C# for statement and arrays...

Goofball · 4 Jan 2012 at 08:56

Or just stick to the enumerable/queryable and stay immutable.

I hardly ever need to mutate collections any more.

Also, to those arguing that List is slower: Keep in mind that the performance difference between array and list is much greater in debug build or when you start the program with a debugger attached. With a release build started on it's own (outside VS, or the "start without debugging" option) the difference is entirely gone for index access since it's pretty much all in-lined.

Any measurable performance difference you see is likely:
a) not setting the capacity correctly and having it grow out of your control
b) or running a debug build.

The Asgard · 5 Jan 2012 at 18:21

Goofball said:
Or just stick to the enumerable/queryable and stay immutable.
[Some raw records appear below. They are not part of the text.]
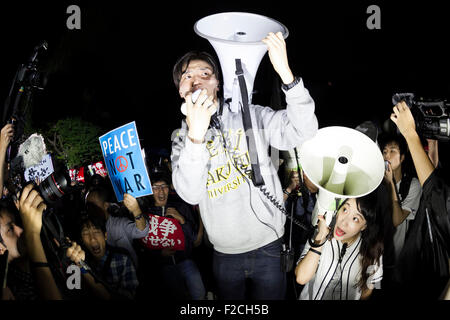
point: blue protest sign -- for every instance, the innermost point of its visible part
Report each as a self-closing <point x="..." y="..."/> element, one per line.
<point x="124" y="161"/>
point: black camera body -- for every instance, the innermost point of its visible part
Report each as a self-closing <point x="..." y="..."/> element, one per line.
<point x="431" y="116"/>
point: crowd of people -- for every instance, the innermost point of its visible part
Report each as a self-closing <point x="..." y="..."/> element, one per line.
<point x="392" y="242"/>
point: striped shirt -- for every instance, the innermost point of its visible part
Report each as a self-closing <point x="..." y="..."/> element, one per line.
<point x="338" y="281"/>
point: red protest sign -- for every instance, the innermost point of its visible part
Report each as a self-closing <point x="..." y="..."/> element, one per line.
<point x="164" y="233"/>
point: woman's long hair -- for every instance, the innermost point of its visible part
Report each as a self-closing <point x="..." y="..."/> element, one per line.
<point x="373" y="206"/>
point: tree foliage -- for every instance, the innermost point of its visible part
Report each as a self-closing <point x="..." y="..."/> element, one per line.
<point x="74" y="141"/>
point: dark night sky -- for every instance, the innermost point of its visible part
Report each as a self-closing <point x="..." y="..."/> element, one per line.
<point x="117" y="68"/>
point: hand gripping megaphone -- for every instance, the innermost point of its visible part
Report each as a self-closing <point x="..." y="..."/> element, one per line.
<point x="238" y="35"/>
<point x="343" y="163"/>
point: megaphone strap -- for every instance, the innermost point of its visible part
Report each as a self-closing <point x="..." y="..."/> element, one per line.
<point x="247" y="121"/>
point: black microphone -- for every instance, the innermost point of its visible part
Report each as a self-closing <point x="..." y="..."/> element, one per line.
<point x="43" y="45"/>
<point x="344" y="248"/>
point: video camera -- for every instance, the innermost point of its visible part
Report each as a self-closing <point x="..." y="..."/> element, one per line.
<point x="27" y="80"/>
<point x="431" y="116"/>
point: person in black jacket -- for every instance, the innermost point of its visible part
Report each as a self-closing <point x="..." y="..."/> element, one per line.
<point x="424" y="269"/>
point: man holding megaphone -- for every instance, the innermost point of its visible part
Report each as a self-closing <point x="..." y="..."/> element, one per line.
<point x="211" y="164"/>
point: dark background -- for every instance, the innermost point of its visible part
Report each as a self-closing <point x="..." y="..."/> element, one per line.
<point x="118" y="67"/>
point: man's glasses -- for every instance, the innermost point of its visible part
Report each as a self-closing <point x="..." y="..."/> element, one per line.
<point x="160" y="187"/>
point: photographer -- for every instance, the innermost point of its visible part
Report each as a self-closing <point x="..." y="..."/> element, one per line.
<point x="424" y="261"/>
<point x="29" y="276"/>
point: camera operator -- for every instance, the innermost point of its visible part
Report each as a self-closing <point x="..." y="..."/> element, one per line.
<point x="424" y="265"/>
<point x="6" y="136"/>
<point x="29" y="276"/>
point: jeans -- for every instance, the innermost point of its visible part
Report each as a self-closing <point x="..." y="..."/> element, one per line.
<point x="192" y="278"/>
<point x="254" y="275"/>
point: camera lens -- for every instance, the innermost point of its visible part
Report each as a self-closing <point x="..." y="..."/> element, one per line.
<point x="54" y="187"/>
I hardly ever need to mutate collections any more.

Also, to those arguing that List is slower: Keep in mind that the performance difference between array and list is much greater in debug build or when you start the program with a debugger attached. With a release build started on it's own (outside VS, or the "start without debugging" option) the difference is entirely gone for index access since it's pretty much all in-lined.
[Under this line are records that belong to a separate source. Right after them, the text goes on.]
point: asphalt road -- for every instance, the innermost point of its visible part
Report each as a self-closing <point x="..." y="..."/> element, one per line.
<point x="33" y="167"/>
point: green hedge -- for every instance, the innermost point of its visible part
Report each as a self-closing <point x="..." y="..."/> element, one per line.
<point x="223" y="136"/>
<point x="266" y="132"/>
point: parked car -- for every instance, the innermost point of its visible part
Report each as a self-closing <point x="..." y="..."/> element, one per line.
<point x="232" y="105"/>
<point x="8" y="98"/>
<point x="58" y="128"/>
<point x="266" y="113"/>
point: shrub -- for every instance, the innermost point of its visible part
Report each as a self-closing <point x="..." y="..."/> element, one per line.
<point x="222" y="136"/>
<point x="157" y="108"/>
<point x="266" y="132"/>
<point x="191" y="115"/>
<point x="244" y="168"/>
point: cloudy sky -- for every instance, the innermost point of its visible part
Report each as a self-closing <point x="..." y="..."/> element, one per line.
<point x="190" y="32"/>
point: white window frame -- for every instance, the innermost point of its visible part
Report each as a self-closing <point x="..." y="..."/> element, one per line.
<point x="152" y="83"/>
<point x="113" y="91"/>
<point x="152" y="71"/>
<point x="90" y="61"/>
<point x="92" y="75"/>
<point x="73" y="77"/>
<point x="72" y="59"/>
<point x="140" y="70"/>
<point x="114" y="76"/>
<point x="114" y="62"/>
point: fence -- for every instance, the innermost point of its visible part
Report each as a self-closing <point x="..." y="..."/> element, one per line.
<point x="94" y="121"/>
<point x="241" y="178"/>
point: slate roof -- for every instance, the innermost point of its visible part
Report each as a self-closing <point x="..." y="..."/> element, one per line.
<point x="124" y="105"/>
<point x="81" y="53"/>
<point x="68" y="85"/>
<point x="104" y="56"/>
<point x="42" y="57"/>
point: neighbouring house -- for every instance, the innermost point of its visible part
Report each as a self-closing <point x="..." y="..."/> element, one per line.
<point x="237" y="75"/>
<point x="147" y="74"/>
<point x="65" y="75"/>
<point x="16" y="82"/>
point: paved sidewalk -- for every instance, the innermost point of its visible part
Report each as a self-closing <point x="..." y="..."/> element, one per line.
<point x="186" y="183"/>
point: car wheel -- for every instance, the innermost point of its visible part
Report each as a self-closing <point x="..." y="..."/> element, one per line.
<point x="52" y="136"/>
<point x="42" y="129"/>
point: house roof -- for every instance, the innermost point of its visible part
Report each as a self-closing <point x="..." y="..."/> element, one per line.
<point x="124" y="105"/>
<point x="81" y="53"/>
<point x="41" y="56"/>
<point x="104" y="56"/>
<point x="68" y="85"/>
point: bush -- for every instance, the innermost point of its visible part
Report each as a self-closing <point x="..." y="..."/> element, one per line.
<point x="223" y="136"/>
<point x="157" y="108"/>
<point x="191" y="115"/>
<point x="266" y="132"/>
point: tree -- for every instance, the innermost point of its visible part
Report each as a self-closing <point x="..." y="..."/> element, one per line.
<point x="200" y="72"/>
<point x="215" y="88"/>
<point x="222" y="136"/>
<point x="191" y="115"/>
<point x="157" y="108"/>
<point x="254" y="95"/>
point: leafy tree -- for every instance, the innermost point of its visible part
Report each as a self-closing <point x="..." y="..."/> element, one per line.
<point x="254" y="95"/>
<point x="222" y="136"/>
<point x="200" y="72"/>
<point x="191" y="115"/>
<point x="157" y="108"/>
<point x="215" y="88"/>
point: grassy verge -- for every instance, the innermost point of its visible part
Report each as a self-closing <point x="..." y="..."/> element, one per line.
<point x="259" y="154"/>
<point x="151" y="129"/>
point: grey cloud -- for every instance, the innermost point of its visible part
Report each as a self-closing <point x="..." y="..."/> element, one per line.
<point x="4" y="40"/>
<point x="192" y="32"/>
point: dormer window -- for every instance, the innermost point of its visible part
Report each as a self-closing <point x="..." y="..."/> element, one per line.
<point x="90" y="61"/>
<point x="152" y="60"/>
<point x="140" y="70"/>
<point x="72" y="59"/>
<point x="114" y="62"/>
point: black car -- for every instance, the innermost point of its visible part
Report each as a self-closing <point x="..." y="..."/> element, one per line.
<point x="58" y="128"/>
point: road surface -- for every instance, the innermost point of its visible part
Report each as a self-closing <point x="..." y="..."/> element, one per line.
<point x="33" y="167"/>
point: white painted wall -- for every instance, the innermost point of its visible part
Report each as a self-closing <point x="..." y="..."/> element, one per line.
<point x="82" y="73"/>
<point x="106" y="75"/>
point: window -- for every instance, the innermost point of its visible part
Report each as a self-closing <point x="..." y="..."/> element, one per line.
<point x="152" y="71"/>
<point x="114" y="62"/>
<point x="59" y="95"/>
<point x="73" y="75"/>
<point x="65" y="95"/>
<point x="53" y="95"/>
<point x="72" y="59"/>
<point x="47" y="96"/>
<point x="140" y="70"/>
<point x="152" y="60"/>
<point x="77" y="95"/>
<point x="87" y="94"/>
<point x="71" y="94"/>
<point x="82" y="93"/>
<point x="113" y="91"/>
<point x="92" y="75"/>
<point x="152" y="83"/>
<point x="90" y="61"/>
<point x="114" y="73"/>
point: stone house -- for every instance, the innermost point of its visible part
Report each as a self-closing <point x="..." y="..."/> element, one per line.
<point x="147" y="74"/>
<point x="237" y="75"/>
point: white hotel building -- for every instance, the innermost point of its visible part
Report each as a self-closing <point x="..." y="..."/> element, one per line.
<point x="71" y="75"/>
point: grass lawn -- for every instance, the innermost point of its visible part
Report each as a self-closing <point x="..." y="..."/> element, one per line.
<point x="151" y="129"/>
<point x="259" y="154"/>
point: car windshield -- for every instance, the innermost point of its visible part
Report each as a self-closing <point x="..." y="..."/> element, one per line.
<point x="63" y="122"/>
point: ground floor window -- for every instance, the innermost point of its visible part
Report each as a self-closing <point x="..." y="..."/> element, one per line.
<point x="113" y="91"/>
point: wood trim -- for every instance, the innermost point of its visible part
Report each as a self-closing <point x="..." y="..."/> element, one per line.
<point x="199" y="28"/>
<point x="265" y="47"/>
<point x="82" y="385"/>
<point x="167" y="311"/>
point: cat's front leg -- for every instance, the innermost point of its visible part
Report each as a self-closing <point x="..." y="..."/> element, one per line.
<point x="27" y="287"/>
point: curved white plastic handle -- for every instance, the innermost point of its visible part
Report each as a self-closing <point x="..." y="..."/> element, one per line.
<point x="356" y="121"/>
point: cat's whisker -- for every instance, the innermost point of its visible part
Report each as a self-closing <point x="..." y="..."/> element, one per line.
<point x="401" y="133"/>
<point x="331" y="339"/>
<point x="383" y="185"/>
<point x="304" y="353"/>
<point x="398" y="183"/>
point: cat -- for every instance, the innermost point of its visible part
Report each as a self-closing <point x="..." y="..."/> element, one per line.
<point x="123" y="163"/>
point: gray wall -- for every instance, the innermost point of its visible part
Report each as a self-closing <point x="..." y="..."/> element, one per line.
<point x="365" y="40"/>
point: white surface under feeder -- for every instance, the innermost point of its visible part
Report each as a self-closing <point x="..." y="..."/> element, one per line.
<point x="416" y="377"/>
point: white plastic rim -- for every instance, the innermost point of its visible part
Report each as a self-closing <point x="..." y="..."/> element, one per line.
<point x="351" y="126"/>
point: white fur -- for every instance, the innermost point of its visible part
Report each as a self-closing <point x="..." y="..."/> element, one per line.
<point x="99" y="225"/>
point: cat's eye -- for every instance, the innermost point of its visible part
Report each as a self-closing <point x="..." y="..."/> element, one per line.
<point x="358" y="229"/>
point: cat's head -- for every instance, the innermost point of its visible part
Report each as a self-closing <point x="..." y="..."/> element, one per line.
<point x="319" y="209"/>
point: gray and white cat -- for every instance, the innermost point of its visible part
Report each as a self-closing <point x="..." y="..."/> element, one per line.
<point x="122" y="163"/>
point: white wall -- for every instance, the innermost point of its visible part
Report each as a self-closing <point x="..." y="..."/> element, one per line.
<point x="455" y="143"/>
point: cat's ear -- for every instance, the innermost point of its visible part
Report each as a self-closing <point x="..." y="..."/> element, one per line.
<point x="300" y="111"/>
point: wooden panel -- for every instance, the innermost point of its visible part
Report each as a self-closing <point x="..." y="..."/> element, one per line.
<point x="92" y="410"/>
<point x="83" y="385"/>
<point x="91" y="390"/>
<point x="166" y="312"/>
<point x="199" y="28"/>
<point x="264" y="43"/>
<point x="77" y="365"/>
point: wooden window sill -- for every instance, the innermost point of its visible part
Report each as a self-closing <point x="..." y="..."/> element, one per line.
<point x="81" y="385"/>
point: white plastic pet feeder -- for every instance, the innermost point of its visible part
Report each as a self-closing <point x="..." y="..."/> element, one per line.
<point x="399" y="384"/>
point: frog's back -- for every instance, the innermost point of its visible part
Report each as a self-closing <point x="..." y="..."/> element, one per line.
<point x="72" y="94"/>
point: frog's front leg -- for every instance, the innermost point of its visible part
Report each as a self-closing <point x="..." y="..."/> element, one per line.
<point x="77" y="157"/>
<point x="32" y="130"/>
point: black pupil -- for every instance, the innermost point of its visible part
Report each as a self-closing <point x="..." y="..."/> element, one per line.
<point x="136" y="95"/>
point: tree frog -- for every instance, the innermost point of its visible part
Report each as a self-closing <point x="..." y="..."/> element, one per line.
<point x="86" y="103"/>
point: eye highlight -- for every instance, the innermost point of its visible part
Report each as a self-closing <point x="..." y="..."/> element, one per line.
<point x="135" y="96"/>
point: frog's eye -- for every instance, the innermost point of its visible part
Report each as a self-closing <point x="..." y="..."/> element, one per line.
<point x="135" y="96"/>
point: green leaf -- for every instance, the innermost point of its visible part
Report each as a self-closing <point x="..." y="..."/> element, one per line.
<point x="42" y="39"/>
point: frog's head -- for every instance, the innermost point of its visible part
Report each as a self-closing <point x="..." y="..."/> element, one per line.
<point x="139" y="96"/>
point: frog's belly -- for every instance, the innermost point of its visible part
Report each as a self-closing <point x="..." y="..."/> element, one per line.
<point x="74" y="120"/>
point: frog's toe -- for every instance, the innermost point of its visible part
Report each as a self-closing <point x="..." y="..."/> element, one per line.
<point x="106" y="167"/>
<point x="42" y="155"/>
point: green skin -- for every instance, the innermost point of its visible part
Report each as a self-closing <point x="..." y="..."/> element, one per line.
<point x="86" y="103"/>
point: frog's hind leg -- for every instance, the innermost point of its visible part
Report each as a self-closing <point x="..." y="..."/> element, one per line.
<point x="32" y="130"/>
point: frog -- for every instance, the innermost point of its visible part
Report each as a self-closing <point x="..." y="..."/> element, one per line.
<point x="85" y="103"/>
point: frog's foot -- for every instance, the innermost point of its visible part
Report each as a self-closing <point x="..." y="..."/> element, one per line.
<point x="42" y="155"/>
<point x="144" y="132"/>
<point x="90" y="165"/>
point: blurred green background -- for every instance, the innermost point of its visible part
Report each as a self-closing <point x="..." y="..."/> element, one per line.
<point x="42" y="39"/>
Any measurable performance difference you see is likely:
a) not setting the capacity correctly and having it grow out of your control
b) or running a debug build.

It's the adds that kill the speed, especially with large lists.
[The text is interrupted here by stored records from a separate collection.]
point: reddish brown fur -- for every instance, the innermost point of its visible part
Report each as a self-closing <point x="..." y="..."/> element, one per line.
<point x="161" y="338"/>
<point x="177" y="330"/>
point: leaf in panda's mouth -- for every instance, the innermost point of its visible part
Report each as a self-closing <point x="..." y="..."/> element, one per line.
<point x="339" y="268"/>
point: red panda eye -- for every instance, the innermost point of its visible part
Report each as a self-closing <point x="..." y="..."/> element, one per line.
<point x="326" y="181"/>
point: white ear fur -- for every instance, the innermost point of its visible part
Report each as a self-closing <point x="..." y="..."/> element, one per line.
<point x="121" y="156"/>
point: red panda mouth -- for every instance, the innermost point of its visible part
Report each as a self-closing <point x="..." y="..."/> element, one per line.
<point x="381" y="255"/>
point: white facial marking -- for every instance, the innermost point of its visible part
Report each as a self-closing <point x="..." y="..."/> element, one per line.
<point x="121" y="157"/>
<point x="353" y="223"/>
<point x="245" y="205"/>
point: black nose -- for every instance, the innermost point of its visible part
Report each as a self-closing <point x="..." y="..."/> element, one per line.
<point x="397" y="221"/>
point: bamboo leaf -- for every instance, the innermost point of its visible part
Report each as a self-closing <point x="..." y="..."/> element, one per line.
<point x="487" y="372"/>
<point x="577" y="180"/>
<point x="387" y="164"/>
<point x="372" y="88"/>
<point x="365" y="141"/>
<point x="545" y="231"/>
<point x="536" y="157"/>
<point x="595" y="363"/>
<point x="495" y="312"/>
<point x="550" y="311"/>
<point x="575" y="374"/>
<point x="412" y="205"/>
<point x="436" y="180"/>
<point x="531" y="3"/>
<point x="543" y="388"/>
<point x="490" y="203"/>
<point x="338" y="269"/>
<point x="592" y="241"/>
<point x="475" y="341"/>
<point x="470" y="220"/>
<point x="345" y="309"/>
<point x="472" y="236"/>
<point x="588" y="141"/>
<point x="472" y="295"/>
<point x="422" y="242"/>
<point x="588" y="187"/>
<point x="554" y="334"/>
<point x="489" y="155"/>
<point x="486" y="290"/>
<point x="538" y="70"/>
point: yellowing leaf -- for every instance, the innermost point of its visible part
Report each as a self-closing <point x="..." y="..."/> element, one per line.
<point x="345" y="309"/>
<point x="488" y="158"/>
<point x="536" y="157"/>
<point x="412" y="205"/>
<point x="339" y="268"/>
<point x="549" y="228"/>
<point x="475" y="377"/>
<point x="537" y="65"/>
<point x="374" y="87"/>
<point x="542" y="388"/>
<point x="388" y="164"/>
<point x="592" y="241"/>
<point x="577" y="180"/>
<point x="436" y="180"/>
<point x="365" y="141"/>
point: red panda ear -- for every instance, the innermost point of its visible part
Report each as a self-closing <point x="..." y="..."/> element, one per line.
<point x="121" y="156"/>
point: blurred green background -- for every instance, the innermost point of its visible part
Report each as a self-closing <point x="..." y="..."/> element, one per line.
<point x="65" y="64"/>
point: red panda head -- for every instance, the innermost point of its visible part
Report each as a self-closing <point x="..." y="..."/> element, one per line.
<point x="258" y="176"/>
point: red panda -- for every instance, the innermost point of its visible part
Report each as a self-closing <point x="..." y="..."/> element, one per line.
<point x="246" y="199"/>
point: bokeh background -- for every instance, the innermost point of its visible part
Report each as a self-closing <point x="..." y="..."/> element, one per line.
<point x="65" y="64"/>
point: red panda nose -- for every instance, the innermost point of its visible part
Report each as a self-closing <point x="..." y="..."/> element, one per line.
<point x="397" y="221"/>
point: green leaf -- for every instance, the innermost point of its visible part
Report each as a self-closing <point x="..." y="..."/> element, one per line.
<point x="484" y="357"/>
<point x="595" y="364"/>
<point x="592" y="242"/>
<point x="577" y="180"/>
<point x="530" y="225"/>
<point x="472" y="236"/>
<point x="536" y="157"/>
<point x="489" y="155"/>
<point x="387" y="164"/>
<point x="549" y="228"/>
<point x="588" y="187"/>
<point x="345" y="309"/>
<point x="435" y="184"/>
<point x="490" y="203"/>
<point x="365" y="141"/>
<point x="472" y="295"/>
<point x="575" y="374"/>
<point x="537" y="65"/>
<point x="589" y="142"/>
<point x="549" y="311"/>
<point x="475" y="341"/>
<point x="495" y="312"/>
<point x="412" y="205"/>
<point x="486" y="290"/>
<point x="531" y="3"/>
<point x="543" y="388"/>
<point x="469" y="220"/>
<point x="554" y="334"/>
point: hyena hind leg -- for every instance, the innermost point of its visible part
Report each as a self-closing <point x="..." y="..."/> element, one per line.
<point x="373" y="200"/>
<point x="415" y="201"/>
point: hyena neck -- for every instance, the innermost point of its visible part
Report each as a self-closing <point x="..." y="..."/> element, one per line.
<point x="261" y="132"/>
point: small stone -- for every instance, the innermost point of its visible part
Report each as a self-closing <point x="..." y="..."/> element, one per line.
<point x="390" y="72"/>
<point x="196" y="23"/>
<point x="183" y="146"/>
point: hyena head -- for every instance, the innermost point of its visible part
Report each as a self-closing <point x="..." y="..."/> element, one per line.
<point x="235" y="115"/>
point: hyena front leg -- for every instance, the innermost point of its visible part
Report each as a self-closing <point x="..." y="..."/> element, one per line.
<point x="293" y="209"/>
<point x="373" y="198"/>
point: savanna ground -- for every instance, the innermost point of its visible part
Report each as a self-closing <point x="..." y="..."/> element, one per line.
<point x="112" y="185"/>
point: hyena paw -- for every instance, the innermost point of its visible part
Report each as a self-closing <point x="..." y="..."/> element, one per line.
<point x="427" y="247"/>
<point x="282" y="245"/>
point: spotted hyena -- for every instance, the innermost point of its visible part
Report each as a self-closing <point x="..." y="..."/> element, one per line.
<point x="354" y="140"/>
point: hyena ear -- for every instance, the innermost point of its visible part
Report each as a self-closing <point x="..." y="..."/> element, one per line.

Dj_Jestar · 5 Jan 2012 at 18:22

Hey look everyone, The Asgard is back, and he's still not reading the thread before quickfire quoting and posting soundbites :E

The Asgard · 5 Jan 2012 at 18:24

Dj_Jestar said:
Hey look everyone, The Asgard is back, and he's still not reading the thread before quickfire quoting and posting soundbites :E

Oh look the jealous school boy is back. Hello.

Dj_Jestar · 5 Jan 2012 at 18:30

Hardly jealous old chap, merely point out the truth of it. And hardly a school boy, neither. Have you actually read the multiple times it has already been stated that it is in the adding to lists that is slow? Thought not. :E

The Asgard · 5 Jan 2012 at 18:37

Dj_Jestar said:
Hardly jealous old chap, merely point out the truth of it. And hardly a school boy, neither.

Then please act your age and not your shoe size and I might post more in this forum.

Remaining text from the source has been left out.